South Auckland Rangers
- Full name: South Auckland Rangers Association Football and Sports Club
- Nickname: Rangers
- Founded: 1989
- Ground: Rongomai Park, Manukau
- Capacity: 1000
- Coach: Brock Radich
- League: NRF League One
- 2025: NRF League One, 2nd of 8
| Home colours | Away colours |

= South Auckland Rangers =

South Auckland Rangers is an association football club in New Zealand, affiliated to Northern Region Football.

The club play at the brand new Rongomai Park in Manukau, Auckland.

The team are regular entrants to the Chatham Cup, their best performance coming in 1995, when they reached the Fifth Round (last 16 stage).

== History ==

The club started as the Otara Rangers in 1973. In 1989 the Otara Rangers (based at Ngati Otara) merged with Clove nor Park United to form the club now known as "The South Auckland Rangers" and remained based at Ngati Otara until 1989.
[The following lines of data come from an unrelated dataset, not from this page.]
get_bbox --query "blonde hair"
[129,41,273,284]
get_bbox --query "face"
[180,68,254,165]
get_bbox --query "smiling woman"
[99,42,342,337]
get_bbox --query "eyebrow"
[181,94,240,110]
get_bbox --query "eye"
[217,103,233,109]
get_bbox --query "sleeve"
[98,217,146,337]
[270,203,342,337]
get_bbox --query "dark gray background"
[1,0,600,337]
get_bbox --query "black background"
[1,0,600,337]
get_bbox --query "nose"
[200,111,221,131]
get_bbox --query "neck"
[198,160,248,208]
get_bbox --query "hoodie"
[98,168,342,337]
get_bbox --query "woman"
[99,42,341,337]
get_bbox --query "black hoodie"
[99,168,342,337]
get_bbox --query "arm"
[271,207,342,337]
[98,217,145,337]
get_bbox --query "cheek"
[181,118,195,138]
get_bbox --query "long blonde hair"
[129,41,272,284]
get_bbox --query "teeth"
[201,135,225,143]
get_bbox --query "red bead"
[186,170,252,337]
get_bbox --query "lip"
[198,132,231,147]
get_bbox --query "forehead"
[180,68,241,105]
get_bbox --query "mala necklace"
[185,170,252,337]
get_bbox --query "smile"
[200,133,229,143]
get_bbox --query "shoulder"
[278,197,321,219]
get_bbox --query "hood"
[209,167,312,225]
The club moved to James Watson Park due to a promise made by the Manukau City Council to provide grounds solely for soccer use, so as to avoid any conflict with rugby league. When the South Auckland Rangers Association Football and Sports Club, was formed, the club had five senior and seven junior soccer teams.

As with neighbours Mangere United, SAR is one of the few surviving clubs in New Zealand to have been formed around a core of players predominantly of one ethnicity, with many of the players being of Fijian origin. Although this is now changing with 50–60% of current registered players being of ethnic origin other than Fijian.

The South Auckland Rangers are presently located at their new premises, Rongomai Park (with seven fields) where they have been since in November 2014.

The new clubrooms at Rongomai will be shared with the Southern Braves Softball Club and will be jointly administered with them via a Trust. Both clubs will provide two trustees each with a fifth independent trustee to be approved by both parties.